CORPORATE TRANSACTIONS & COMPLIANCE BLOG

Changes to Certificates of Good Standing in the U.K. Exclude Previously Provided Information

By: Karen Redman, COGENCY GLOBAL INC. on Fri, Oct 28, 2016

In the U.K., Certificates of Good Standing are issued by the Companies House and are generally required when a company wants to register to do business in another jurisdiction and may also be required before a company can enter into certain contracts or business relationships.  Due to the U.K.’s Small Business, Enterprise and Employment Act of 2015, the information contained in U.K. Good Standing Certificates is changing effective November 2016. Those who need to obtain these certificates should be aware of the information that will now be excluded.

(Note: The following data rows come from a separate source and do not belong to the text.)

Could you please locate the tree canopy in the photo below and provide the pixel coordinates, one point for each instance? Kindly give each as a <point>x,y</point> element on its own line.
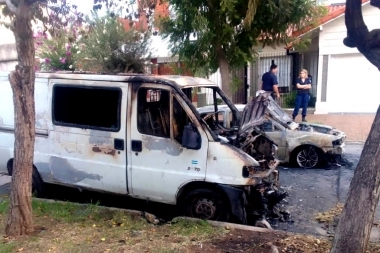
<point>212,34</point>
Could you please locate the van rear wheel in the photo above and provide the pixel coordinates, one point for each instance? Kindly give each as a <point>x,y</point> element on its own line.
<point>205,204</point>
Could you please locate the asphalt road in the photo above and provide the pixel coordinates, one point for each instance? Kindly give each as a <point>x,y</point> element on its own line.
<point>311,191</point>
<point>317,190</point>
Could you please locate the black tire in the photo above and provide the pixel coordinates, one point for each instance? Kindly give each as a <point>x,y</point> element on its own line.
<point>37,183</point>
<point>205,204</point>
<point>307,157</point>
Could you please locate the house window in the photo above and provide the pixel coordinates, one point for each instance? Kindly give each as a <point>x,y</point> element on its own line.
<point>153,112</point>
<point>87,107</point>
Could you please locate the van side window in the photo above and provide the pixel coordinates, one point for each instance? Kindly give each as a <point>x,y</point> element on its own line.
<point>153,112</point>
<point>87,107</point>
<point>180,120</point>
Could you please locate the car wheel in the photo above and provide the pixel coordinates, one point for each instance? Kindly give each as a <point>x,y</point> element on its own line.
<point>307,157</point>
<point>205,204</point>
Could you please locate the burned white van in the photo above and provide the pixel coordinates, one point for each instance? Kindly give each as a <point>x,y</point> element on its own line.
<point>140,135</point>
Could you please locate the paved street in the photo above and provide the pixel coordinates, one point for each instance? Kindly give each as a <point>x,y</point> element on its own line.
<point>317,190</point>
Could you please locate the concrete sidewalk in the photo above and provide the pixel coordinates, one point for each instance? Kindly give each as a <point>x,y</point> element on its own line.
<point>356,126</point>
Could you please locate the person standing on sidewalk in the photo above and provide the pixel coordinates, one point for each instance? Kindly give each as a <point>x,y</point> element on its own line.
<point>269,82</point>
<point>303,94</point>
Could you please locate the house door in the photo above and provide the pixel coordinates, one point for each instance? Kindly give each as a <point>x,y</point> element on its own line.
<point>352,84</point>
<point>160,165</point>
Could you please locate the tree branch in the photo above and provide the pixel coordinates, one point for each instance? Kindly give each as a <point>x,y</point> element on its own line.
<point>10,5</point>
<point>356,28</point>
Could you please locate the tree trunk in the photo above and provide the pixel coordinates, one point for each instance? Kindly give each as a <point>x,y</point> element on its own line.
<point>354,227</point>
<point>20,219</point>
<point>224,72</point>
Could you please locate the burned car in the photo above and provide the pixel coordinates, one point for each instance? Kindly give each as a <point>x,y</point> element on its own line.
<point>141,136</point>
<point>303,144</point>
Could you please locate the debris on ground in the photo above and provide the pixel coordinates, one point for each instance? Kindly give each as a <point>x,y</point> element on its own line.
<point>305,244</point>
<point>330,215</point>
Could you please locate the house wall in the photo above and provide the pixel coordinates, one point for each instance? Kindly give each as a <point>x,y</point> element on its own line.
<point>331,43</point>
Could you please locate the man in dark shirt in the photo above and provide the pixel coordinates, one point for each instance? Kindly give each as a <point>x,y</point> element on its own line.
<point>269,82</point>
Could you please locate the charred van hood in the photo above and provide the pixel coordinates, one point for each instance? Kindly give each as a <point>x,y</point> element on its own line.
<point>258,109</point>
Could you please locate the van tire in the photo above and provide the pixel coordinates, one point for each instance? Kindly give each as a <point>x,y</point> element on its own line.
<point>205,204</point>
<point>37,182</point>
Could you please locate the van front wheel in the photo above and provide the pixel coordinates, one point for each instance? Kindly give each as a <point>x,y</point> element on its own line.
<point>205,204</point>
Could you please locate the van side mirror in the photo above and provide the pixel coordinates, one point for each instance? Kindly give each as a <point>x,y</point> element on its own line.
<point>191,138</point>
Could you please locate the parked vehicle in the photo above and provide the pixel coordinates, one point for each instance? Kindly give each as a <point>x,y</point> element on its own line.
<point>304,144</point>
<point>141,136</point>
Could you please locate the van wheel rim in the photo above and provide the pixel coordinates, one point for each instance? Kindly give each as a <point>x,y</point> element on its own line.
<point>307,158</point>
<point>205,209</point>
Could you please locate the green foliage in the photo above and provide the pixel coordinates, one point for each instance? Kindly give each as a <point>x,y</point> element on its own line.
<point>110,47</point>
<point>202,32</point>
<point>59,52</point>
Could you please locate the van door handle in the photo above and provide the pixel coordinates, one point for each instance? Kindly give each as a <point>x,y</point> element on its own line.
<point>118,144</point>
<point>136,146</point>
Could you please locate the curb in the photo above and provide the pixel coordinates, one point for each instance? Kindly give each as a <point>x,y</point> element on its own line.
<point>135,213</point>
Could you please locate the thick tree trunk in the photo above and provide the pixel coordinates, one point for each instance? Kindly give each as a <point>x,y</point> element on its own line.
<point>22,81</point>
<point>224,72</point>
<point>354,227</point>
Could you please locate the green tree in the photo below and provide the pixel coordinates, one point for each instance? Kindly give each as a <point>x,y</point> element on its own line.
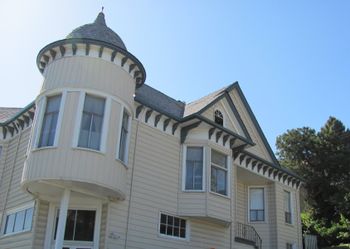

UK Certificate of Good Standing.jpg

The Change

As of November 2016, the U.K. Certificate of Good Standing will no longer contain information on:

  • Shareholders
  • Shareholding
  • Statement of Capital

The Cause

Since June 2016, under the U.K.’s Small Business, Enterprise and Employment Act of 2015 (the Act), companies registered in England and Wales (U.K. limited companies and limited liability partnerships) are no longer required to file an annual return. Instead, these registered companies are obliged to file an annual confirmation statement. Part 8 of the Act states that every company, whether dormant or active, has the duty to deliver to the registrar a statement confirming that the information held at the register is up to date.  The information required includes:

  • Company’s registered office
  • Company’s directors (appointments, terminations of appointments, and director’s details – e.g. service address, surname, etc.)
  • Company’s secretary (appointments, terminations of appointments, and secretary’s details – e.g. service address, surname, etc.)
  • Location of the company’s registers (i.e. whether they are kept at the company’s registered office or at a single alternative inspection location)
  • The company’s Standard Industrial Classification (SIC) code
  • A change to the matters included in the company’s last statement of capital
  • A change in the shareholders’ information; and
  • If the company was registered before June 30, 2016, a change in the information in the company’s Persons of Significant Control (PSC) Register  (This information must be provided in its entirety the first time you file a confirmation statement.)

A private company which has elected to keep information found in one or more of its company registers on the public record at Companies House also needs to ensure it has notified Companies House of any changes to that information concerning:

  • Its members
  • The company’s directors and their details
  • The directors’ usual residential addresses
  • The company’s secretary and details
  • The company’s PSCs and details[1]

In the third posting of our three-part blog series relating to the Act, It’s Getting Harder for Beneficial Owners to Maintain Their Anonymity”, we explained that, rather than repeat and resubmit previously filed information about the company with Companies House as required on the annual return, the company now reviews the information currently on file and confirms that all the specific information has already been delivered to the Registrar. In addition, the confirmation statement may be filed at any time subject to the requirement that no more than 12 months can lapse between filings.

The Effect

These changes will make it more difficult to retrieve shareholders' information that was readily available during the Annual Return era. Previously, a statement of capital needed to be provided every year on the annual return. Now, changes are expected to be made on the appropriate forms after each change event. As the confirmation statement then merely confirms that the records of the company are correct as of a particular date, the format makes it difficult to gather the data while issuing the Good Standing Certificate.

To that end, Companies House issued a pamphlet and updated their website to state:

You won’t be able to order certificates with information on shareholders, shareholdings or statement of capital from the beginning of November 2016, due to changes brought in by the Small Business Enterprise and Employment Act.”

The good standing wording on U.K. certificates states that a company has been in continuous, unbroken existence since its incorporation and that no action is currently being taken to strike the company off the register.

Companies House will only issue the good standing if the company is up to date with its filings and one of the following applies:

  • It’s a private limited company with at least one director who is a natural person.
  • It’s a public limited company with a secretary and at least two directors (one of which is a natural person).

Obtaining Additional Info on -- and Apart From -- Good Standing Certificate

The good news is that additional information previously included can still be provided on the Good Standing Certificate if it is specifically requested, including:

  • Directors’ names and details such as date of birth (month/ year) or nationality;
  • Secretaries’ names;
  • Registered office address;
  • The company’s objects (objectives)

If the company’s shareholding and shareholder information is required, since it will no longer be provided on Good Standing Certificates, one possible solution is to review a list of filings made after the prior annual return and request copies of the ones that would be relevant, such as a “statement of capital following an allotment of shares”.

Keep these changes in mind the next time you need to obtain a U.K. Good Standing Certificate so that you remember to ask for the additional info on the certificate if it is needed, and also to ensure that if shareholding/shareholder information is required, you make the separate request for copies of the filings on record that will provide that information.

 

[1] https://www.gov.uk/government/publications/confirmation-statement/confirmation-statement

 

This article is provided for informational purposes only and should not be considered, or relied upon, as legal advice.